Reckless Faith预览
I was coaching a small group as we did a team-building ropes course, and everyone was frustrated. “Keep going, everyone!” I cheered half-heartedly. I believed our other staff member when he said it was possible to solve, but my patience had worn out along with my bug spray.
The goal was to have two people, connected by their hands, balancing on two separate thin wires about a foot off the ground. The two wires form a V. The two people must stay on the wires from the bottom point of the V until the top, but as the space between them grows, so does the challenge. At the end of the V, the space between the two players is about nine feet wide. Pair after pair attempted the challenge, but everyone failed.

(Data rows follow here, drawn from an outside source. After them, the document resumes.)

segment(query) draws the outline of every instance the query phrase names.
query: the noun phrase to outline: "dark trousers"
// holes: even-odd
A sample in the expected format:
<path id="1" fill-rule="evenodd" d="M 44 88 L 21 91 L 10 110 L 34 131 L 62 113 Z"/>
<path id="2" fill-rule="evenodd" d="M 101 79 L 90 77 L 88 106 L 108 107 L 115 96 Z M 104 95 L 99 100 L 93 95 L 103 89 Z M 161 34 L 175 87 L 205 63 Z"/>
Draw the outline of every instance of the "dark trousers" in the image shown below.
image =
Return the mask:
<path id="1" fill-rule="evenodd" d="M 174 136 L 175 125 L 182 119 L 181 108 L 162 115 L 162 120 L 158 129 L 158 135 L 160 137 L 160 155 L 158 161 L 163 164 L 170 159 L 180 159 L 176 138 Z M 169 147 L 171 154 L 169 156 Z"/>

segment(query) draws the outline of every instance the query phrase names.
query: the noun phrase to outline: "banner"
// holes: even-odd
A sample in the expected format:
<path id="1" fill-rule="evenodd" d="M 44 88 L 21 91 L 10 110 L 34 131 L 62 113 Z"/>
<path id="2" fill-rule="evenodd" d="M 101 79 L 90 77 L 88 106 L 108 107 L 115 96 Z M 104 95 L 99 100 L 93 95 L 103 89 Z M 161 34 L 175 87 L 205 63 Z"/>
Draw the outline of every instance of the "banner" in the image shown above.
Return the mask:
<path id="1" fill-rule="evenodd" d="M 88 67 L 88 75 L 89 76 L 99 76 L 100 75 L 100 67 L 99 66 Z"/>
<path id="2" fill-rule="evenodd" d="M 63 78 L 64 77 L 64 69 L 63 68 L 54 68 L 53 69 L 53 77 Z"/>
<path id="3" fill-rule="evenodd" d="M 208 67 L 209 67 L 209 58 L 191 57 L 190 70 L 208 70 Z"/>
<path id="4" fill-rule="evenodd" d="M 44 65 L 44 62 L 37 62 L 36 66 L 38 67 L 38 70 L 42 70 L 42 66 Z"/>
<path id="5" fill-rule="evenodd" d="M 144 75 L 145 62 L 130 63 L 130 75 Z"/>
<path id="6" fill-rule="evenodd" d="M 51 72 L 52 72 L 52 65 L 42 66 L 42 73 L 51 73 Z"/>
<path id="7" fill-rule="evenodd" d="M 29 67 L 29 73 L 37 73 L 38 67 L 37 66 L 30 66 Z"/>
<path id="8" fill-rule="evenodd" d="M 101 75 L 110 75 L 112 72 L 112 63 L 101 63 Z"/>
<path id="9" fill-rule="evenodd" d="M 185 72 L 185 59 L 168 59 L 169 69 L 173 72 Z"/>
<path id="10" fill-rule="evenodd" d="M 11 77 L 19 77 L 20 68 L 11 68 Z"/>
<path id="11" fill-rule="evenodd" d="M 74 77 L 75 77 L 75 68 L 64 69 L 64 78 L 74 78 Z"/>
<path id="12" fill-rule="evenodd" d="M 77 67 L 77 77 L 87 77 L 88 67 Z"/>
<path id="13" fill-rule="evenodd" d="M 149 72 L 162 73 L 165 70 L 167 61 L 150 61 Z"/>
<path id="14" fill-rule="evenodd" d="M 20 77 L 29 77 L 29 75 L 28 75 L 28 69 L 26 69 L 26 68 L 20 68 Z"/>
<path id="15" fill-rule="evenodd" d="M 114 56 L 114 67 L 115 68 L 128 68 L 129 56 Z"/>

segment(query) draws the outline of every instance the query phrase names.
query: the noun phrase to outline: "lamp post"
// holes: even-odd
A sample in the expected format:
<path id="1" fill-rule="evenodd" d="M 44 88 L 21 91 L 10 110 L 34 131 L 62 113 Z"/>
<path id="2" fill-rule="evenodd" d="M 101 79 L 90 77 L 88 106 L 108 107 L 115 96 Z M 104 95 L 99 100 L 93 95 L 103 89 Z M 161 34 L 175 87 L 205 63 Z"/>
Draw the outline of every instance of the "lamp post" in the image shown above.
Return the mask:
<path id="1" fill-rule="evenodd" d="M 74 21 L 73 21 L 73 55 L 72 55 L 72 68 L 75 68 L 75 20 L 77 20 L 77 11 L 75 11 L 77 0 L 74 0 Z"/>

“How’s it going?” Our guide, approached us. “Do you want to know the trick?”
I nodded.
“When you start at the point of the V, focus all your effort on keeping your partner up. Don’t think about your own balance or self-preservation. As you focus on his balance, and he simultaneously on yours, you find equilibrium.”
Sure enough, every pair who had previously failed succeeded without much struggle. It made for interesting conversation later: if we focused more on holding up our brothers and sisters and less on our own fears of falling (or who was looking at our fall), we would inevitably reach our goal with less effort.
How many more people (family members? friends?) could we keep up on the wire across from us if we thought more about them and less about us? We live in a world where we “unfollow” people, create distance in relationships that require too much work, or draw boundaries when we feel uncomfortable. And when people we care about step off to self-preserve, we find a new partner and move on, disgusted with the failure, either theirs (which is judgement) or ours (which is shame). Could we stop long enough to grab our friend’s, family member’s, or partner’s hand and help us both regain balance?
I have held the hands of friends, my mother, people older than me, younger than me, my color, not my color, my gender, not my gender. Nothing has made me confront my own sin and selfishness as much as living in this kind of community. Whoever is across from you in life, and however they cause you to come face-to-face with your desire to self-preserve over self-sacrifice, we have a choice: We can either embrace self-denial and grow or resist it and find ourselves falling over and over again.